Bisnis.com, JAKARTA – Industri Petrokimia Amerika Serikat gencar meningkatkan kapasitas produksi poliolefin berbasis shale gas di tengah kondisi over supply.
Berdasarkan pengamatan yang dilakukan S&P Global Platts, negara di Amerika Utara bakal meningkatkan produksi lewat investasi yang mencapai 2 juta ton polietilena berbasis shale gas pada 2017 dan 1,4 juta ton pada 2018.
Salah satunya adalah dengan pembangunan pabrik poliolefin berkapasitas 421.000 ton di Kanada yang akan mulai beroperasi secara komersial pada awal kuartal I/2017.
Pasar di Amerika Utara diprediksi akan terus mengalami over supply hingga 10 tahun ke depan mengikuti ,meningkatnya investasi shale gas, sehingga aliran ekspor akan masuk ke pasar Eropa dan Asia.
Bahkan, impor poliolefin Eropa dari Amerika Serikat naik hingga 66% pada periode Januari-September 2016 dibanding periode yang sama pada 2015. Proyek investasi Amerika Utara bakal semakin gencar ketika harga minyak naik.

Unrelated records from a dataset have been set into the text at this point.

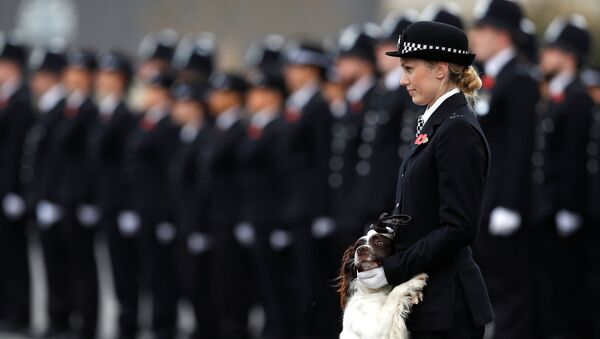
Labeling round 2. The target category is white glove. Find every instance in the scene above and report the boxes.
[117,210,142,237]
[233,221,256,247]
[311,217,335,239]
[77,204,102,227]
[2,193,25,220]
[155,221,177,245]
[187,232,212,255]
[35,200,63,229]
[357,267,388,290]
[269,230,292,251]
[555,210,581,237]
[489,207,521,237]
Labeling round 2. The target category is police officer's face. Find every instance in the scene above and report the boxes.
[96,70,127,97]
[64,67,94,93]
[400,58,447,106]
[375,42,400,74]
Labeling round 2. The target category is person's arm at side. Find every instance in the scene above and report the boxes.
[383,119,487,284]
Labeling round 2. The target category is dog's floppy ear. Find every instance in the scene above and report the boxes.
[337,245,356,309]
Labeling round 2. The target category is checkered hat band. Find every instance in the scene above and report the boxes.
[402,42,469,54]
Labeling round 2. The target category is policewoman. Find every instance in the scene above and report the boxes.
[359,21,493,339]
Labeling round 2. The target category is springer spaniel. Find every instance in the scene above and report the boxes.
[338,215,427,339]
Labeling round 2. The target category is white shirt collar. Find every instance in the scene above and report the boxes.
[250,108,277,128]
[423,88,460,123]
[483,47,517,78]
[346,75,375,102]
[286,81,319,110]
[215,107,242,131]
[548,72,575,95]
[38,84,66,113]
[0,79,21,100]
[98,95,121,116]
[383,67,404,92]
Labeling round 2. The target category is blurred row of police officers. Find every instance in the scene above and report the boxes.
[0,0,600,339]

Dengan kondisi seperti ini, lanjutnya, Amerika Serikat dan negara Timur Tengah bakal berebut pasar di China seiring dengan ditutupnya beberapa fasilitas produksi di Jepang dan Korea Selatan.
Sekretaris Jenderal Asosiasi Industri Olefin, Aromatik, dan Plastik Indonesia (Inaplas) Fajar Budiyono menilai poliolefin yang bakal diproduksi Amerika Serikat akan mengalir ke China dan India dan tidak sampai ke Indonesia, sehingga peningkatan produksi tidak akan banyak berpengaruh terhadap industri domestik..
Menurutnya, saat ini kebutuhan polietilena China mencapai 11 juta - 12 juta ton dengan kapasitas domestiknya 8 juta ton, sementara kebutuhan polipropilena 10 juta ton dengan kapasitasnya 6 juta ton. Artinya, China tidak punya pilihan lain selain membeli dari Amerika Serikat.
“Amerika memang menyiapkan US$125 miliar untuk bangun shale gas, salah satunya polietilena. Itu tidak akan masuk ke sini. Nanti yang terpukul adalah middle east, tapi harga polietilena akan tetap segitu saja,” katanya kepada Bisnis.com, Rabu (28/12/2016).
Meski shale gas lebih murah, lanjutnya, bagi Indonesia sendiri, polimer berbasis naphta masih lebih menguntungkan ketimbang natural gas dan batu bara. Menurut prediksinya, shale gas bakal masuk Indonesia masih dalam waktu yang cukup lama, yaitu pada 2022.